Okay, let's start from the top: Vietnam. Kennedy saw we were in a no win situation. He had already had ordered a withdrawal of troops which had started the autumn of his death in '63. Johnson, upon taking office, immediately reversed that order. Fast forward to the Tet offensive, and Cronkite's comments that it was at best, a stalemate, but that it was unwinnable. It prompted Lyndon Johnson to say, "If I’ve lost Cronkite, I’ve lost middle America." And he was right. Less than a decade earlier, Eisenhower warned us of the Military Industrial Complex, and he was right.
Cronkite didn't pull his opinion out of his ass: he went into the field and got the story directly. As we've seen, the DOD fudged the numbers of US & Vietcong casualties to make it look like we were winning the war.
No, Cronkite was correct on Vietnam. He was correct to report the truth of the boondoggle our government and the MIL that Ike warned us about.
You point to an article where Cronkite stated that he did not believe there was a Soviet threat. He's not the first one to say that. Once tourism opened up in the USSR, Robert Heinlein and his wife visited the country. As she had learned to speak Russian, she was able to speak with Russian citizens about the state of their country. Bob also made his own observations. Smaller families were the norm, while the population was far from its pre WWII number. It's a good article and you can find it in his collection EXPANDED UNIVERSE, under the chapter "Pravda Means Truth"
No, Walter earned his title the most trusted man in America.

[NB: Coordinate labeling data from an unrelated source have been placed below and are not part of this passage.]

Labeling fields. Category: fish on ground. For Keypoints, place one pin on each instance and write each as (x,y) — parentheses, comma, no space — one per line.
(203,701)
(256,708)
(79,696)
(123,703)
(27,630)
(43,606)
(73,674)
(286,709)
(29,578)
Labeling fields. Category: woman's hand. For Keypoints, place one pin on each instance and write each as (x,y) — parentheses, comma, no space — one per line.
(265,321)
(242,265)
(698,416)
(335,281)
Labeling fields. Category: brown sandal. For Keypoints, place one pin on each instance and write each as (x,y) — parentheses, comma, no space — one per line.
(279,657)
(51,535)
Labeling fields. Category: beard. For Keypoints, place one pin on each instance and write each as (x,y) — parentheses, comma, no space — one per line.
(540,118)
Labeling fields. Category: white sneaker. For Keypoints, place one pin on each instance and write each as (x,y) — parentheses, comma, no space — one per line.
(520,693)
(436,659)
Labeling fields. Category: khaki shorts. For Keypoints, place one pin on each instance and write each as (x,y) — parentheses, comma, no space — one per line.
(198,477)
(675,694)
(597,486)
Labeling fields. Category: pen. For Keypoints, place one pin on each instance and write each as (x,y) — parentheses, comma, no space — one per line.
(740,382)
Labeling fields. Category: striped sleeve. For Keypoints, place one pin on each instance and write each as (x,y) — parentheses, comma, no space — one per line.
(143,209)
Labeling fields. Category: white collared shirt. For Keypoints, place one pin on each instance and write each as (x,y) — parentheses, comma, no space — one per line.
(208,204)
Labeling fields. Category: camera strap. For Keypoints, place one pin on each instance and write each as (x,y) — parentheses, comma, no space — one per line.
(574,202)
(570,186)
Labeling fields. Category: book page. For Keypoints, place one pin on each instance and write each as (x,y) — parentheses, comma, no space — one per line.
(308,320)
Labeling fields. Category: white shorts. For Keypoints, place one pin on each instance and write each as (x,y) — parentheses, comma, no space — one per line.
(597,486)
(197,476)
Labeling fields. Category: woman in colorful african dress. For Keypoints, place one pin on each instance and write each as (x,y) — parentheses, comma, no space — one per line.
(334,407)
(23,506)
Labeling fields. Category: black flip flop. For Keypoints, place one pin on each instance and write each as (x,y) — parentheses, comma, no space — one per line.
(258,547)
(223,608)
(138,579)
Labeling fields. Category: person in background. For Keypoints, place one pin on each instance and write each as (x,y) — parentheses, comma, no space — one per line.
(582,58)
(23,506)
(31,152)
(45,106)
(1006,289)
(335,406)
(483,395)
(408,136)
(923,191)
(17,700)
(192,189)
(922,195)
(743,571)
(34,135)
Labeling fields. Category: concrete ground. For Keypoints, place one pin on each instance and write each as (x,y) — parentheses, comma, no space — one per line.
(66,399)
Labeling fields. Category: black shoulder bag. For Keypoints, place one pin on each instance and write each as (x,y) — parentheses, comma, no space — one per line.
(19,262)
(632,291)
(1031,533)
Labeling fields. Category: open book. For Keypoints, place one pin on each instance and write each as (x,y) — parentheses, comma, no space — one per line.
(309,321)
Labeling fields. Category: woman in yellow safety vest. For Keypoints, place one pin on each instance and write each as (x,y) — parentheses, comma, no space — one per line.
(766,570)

Oh, as far as the military budget, we spend more on defense than the next five countries combined. FDR showed how to use a military budget to improve the country in tes of peace, and to prepare for times of war. The later was an unexpected side benefit. We need to re uid our own country before we go off destroying others. But, that's another issue. One Trump would be better at achieving than Hillary.